Our Country Friends gives no such comfort. Eventually, the virus penetrates Senderovksy’s retreat, infecting many of the characters. Most recover easily; only one, who has been weakened by years of poverty and illness, dies. This is the novel’s answer to its Eliotic question about the just distribution of happiness: as in real life, the pandemic heightens already existing inequality. (Senderovsky, who has coughed ominously throughout the novel, is mysteriously cured after his friend’s death — a literalization of the fact that upper-middle-class prosperity depends on the suffering of others.)
The surviving characters return to New York City and, in the final pages, gather at an outdoor restaurant in Manhattan to remember their friend and reflect on their time in quarantine: two characters have fallen in love with each other, two have rekindled their marriage, and two have discovered an almost maternal bond. They laugh and drink, but the celebration rings hollow. As the characters dance in the bike lane to Sly’s “Everyday People,” Shteyngart notes the “ambulance lights wail[ing] uptown” and the “electrified deliverymen speeding at twenty miles an hour.”
The personal growth of our upper-middle-class characters is dwarfed by the misery of actual “everyday people” dying of the virus and slaving away for Grubhub and Uber Eats. Senderovksy and his friends resume their bourgeois lives, while everyone else continues to struggle and die. Life, as Chekhov put it, must go on. In the novel’s final lines, Senderovsky’s wife, Masha, looks to the future. “A small apartment with low white ceilings awaited them,” Shteyngart writes, “but it was entirely theirs, bought through their labors, paid off slowly in the American way. At long last, it was time to go home.”

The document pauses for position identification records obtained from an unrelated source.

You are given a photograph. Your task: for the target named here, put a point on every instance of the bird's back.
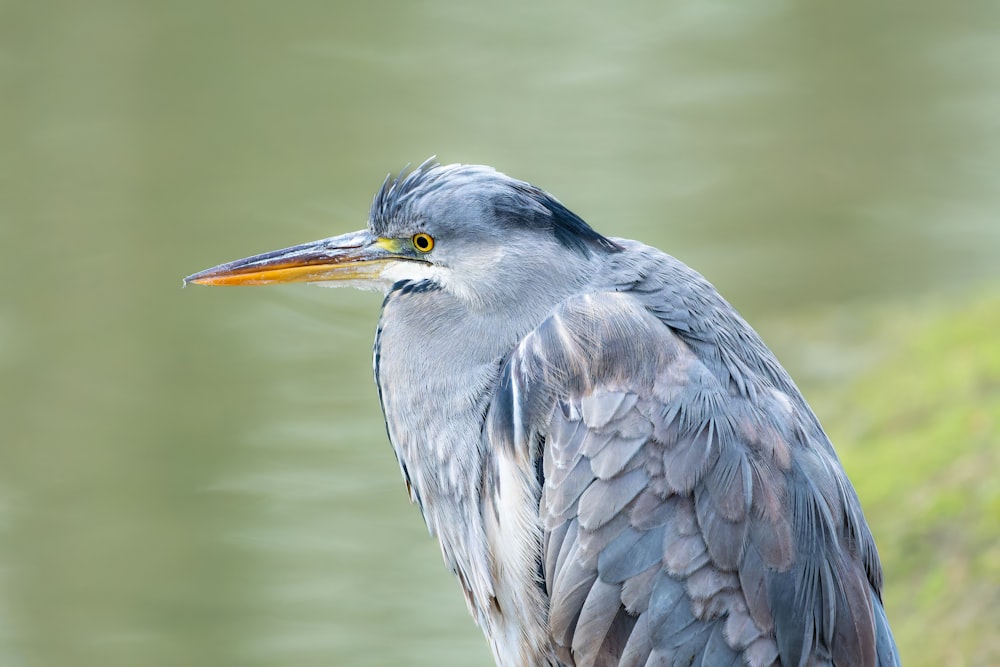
(690, 508)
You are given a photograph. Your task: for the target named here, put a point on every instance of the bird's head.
(468, 230)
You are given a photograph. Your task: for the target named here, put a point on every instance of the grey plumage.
(617, 468)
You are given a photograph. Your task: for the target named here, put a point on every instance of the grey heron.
(617, 468)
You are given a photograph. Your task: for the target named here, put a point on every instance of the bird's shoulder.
(683, 515)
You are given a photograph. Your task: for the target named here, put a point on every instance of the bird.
(618, 470)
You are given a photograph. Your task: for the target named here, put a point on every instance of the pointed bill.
(357, 257)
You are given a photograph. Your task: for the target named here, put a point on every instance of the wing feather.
(688, 516)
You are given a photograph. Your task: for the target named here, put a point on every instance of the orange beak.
(357, 257)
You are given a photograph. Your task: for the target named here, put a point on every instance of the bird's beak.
(358, 257)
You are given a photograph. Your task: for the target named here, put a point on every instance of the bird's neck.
(437, 367)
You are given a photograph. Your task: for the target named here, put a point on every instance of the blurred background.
(201, 476)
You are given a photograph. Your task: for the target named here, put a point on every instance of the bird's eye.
(423, 242)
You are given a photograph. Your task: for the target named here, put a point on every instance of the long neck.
(436, 376)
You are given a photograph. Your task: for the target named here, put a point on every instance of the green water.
(201, 476)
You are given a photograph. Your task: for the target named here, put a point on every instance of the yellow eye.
(423, 242)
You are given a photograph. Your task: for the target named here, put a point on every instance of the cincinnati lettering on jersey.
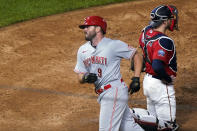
(95, 60)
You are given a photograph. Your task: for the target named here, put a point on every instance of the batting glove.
(135, 85)
(89, 77)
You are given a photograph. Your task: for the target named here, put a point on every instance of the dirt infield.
(39, 90)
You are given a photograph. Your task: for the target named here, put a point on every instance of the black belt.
(153, 76)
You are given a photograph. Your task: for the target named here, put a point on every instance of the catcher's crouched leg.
(150, 123)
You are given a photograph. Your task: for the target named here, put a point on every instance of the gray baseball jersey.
(104, 60)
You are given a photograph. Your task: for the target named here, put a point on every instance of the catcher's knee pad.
(150, 122)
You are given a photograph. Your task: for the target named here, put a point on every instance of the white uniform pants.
(160, 98)
(115, 114)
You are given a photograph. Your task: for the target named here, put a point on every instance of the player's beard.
(90, 36)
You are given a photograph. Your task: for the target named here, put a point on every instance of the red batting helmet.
(94, 20)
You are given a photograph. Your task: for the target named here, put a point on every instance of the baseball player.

The smothered desperation of these lines echoes the end of Uncle Vanya, in which a defeated Sonya insists, against all reason, that “we shall find peace.” In Shteyngart’s Chekhovian vision, there is no peace — only vanishing horizons and overgrown meadows. Super Sad True Love Story provided the catharsis of a rupture, but Our Country Friends offers a vision of American reality that is sadder and truer: a collapse that is merely more of the same.